# [Greenline] Benchmarks on granules
<!-- Add the tag for the current cycle number in the top bar -->
- Shaped by:
- Appetite (FTEs, weeks):
- Developers: <!-- Filled in at the betting table unless someone is specifically required here -->
## Problem
<!-- The raw idea, a use case, or something we’ve seen that motivates us to work on this -->
We run benchmark tests with [pytest-benchmark](https://pytest-benchmark.readthedocs.io/en/latest/) on simple and combined stencils. The results are uploaded to [bencher](https://bencher.dev/perf/icon4py) for continuous performance tracking.
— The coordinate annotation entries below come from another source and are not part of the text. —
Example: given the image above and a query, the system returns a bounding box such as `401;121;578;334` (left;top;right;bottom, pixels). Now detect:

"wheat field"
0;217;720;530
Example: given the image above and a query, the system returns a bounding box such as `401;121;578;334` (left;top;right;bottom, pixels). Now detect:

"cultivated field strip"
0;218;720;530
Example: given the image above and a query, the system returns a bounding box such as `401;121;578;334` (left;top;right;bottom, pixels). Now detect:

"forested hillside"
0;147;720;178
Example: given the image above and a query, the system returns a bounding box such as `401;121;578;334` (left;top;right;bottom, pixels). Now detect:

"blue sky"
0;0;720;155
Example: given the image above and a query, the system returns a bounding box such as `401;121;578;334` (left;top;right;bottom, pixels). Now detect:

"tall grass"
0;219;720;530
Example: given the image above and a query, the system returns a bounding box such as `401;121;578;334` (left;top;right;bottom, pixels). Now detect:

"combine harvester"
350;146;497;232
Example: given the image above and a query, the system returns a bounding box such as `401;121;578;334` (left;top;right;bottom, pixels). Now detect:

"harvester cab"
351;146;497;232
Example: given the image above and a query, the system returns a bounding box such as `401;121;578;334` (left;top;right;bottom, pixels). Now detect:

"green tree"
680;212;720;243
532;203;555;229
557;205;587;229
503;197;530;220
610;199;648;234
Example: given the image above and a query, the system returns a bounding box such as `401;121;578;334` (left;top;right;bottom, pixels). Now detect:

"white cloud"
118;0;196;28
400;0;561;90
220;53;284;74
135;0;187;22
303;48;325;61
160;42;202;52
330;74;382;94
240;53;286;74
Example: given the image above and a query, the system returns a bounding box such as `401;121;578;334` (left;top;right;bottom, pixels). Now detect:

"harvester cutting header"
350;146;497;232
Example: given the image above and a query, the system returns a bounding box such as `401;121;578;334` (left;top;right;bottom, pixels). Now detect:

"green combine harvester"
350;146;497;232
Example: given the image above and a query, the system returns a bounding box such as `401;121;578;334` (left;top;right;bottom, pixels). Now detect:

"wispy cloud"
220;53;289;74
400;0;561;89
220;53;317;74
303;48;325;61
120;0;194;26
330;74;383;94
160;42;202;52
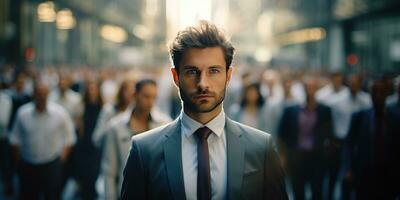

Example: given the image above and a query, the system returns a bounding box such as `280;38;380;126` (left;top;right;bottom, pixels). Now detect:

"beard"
179;83;226;113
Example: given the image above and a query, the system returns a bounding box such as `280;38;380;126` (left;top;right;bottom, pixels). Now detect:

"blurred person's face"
33;83;49;110
349;75;361;94
172;47;232;113
304;80;318;98
58;77;70;91
135;84;157;112
371;81;387;108
15;74;26;91
283;80;292;94
119;81;134;104
245;87;259;105
332;74;343;90
87;82;100;103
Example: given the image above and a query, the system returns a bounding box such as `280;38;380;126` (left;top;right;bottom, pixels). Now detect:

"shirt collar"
180;109;225;137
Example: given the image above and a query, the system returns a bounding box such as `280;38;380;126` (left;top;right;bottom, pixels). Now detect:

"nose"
198;72;209;90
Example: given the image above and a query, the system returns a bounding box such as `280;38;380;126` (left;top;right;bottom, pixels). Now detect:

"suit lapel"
226;118;245;199
164;119;186;199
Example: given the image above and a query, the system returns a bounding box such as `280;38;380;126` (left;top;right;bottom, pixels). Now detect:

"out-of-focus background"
0;0;400;199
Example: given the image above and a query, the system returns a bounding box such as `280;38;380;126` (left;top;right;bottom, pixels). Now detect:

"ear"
226;66;233;84
171;67;179;87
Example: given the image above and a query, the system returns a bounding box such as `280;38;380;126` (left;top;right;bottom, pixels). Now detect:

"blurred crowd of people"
0;63;400;199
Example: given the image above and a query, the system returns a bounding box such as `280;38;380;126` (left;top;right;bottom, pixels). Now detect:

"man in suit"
121;21;287;200
101;79;171;200
345;79;400;199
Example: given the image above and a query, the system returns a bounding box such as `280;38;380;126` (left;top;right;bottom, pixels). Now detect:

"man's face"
349;75;361;94
135;84;157;112
332;74;343;89
172;47;232;113
58;77;70;91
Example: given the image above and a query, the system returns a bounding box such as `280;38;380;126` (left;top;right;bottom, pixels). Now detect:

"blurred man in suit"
121;21;287;200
We would like to add data there for entire granule runs, like the icon4py dycore and diffusion.
For these tests to become interesting and meaningful they should be run on grids sizes that saturate a GPU.
## Appetite
<!-- Explain how much time we want to spend and how that constrains the solution -->
## Solution
<!-- The core elements we came up with, presented in a form that’s easy for people to immediately understand -->
1. port the remaining static fields:
- `rbf_vec_coeff_v`: *usage*: diffusion and dycore
- `rbf_vec_coeff_e`: *usage*: dycore
- `rbf_vec_coeff_c`: *usage*: initial conditions
3. Setup benchmark test for diffusion and dycore:
1. load a large enough grid
4. compute the static fields for that grid: geometry, interpolation, metrics
5. initialize the dynamic data (random data or Jablonowski-Williamson idealized initial conditions)
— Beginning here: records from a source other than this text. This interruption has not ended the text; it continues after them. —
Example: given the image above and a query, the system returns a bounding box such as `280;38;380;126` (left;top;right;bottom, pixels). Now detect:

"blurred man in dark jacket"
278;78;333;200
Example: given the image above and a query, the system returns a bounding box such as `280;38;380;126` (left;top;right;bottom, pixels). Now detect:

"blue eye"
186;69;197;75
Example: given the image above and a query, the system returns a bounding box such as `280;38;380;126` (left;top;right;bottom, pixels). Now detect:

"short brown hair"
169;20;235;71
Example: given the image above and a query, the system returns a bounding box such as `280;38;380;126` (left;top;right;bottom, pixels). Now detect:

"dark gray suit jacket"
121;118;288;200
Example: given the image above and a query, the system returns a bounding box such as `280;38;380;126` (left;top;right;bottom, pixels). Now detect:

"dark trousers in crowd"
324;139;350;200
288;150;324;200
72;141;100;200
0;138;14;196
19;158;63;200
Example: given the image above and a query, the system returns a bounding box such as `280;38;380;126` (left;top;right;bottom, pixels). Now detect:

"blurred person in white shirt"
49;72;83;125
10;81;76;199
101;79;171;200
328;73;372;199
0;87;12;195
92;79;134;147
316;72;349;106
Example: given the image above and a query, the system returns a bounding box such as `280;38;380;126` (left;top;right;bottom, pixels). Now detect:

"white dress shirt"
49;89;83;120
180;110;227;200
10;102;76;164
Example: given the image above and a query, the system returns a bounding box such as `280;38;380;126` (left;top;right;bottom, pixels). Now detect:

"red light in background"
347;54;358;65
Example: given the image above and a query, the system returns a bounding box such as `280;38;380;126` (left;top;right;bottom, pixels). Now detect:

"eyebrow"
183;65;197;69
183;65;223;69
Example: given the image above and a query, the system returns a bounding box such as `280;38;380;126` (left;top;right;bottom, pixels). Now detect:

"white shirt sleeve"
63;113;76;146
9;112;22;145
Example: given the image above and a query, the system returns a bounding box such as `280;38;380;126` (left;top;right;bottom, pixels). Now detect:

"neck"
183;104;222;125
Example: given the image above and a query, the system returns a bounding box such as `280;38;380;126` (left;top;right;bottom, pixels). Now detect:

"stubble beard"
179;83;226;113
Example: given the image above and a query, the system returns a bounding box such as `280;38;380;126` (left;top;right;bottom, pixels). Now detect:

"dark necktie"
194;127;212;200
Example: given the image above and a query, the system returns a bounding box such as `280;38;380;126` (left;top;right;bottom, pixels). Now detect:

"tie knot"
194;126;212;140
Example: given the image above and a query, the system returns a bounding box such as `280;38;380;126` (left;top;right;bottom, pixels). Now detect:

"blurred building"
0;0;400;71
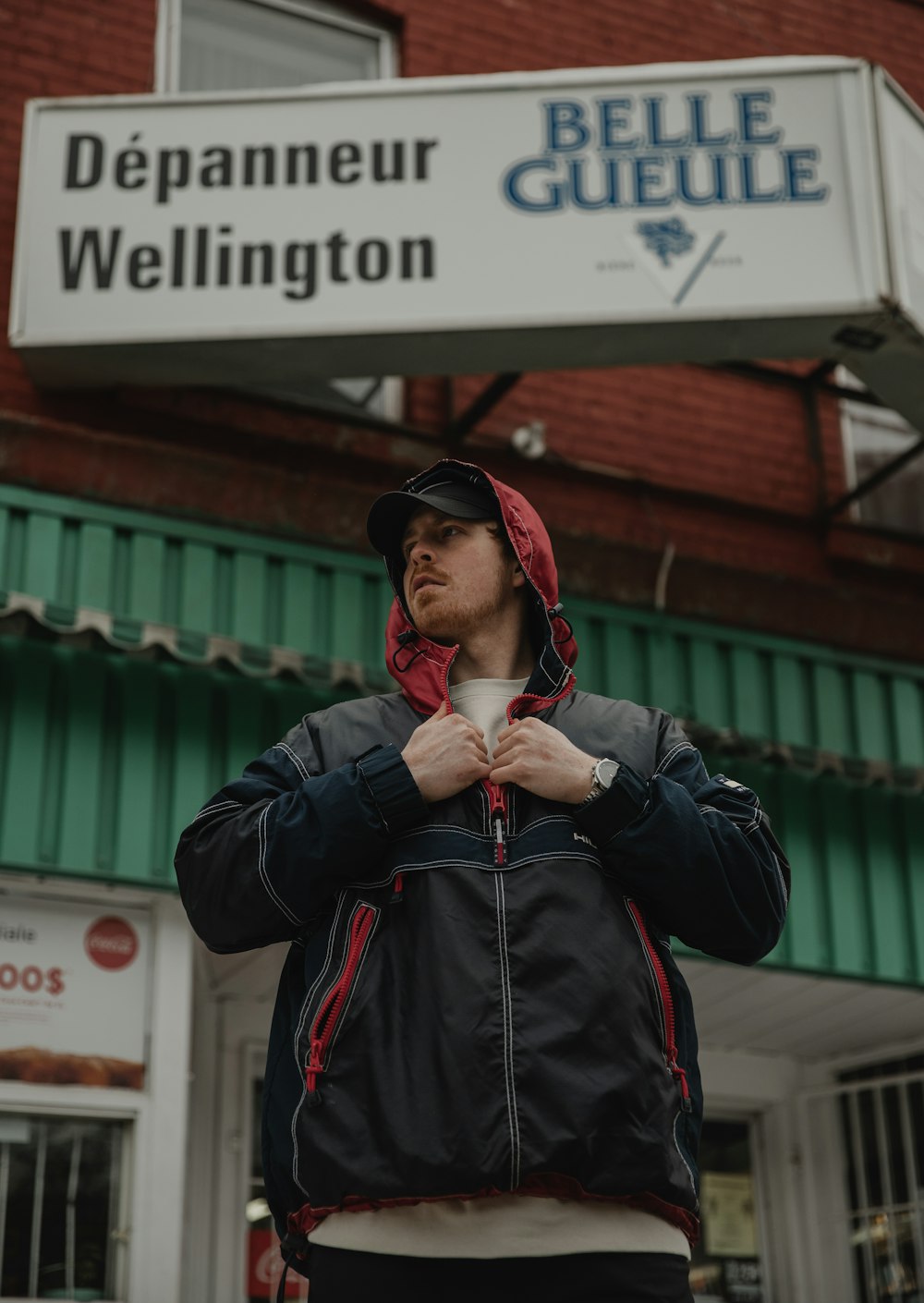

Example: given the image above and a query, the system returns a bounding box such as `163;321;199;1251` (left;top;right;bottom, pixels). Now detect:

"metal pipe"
898;1081;924;1290
29;1122;48;1297
0;1140;9;1288
847;1092;879;1303
64;1127;83;1296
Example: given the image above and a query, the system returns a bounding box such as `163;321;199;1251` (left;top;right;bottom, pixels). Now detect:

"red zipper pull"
486;783;507;868
667;1052;693;1113
305;1041;324;1094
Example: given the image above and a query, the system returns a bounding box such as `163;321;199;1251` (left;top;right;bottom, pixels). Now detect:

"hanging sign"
10;57;924;432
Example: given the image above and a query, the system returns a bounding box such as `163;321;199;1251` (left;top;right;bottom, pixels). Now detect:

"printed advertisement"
0;896;150;1090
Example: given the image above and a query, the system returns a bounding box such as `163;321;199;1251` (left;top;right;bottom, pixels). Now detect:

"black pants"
309;1245;693;1303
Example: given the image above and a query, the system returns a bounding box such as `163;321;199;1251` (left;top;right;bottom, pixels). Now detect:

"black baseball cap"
366;471;501;557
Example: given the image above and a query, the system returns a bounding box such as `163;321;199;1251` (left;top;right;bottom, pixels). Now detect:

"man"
176;461;788;1303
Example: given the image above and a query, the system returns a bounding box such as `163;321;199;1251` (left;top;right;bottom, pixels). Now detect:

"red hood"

6. run tests and upload pytest-benchmark result to bencher
### Details
Original computation in ICON can be found in `shr_horizontal/intp_rbf_coeffs.f90`.
- subroutine rbf_vec_compute_coeff_cell
- subroutine rbf_vec_compute_coeff_vertex
- subroutine rbf_vec_compute_coeff_edge
There is a draft [PR-709](https://github.com/C2SM/icon4py/pull/709) where the port was originally started.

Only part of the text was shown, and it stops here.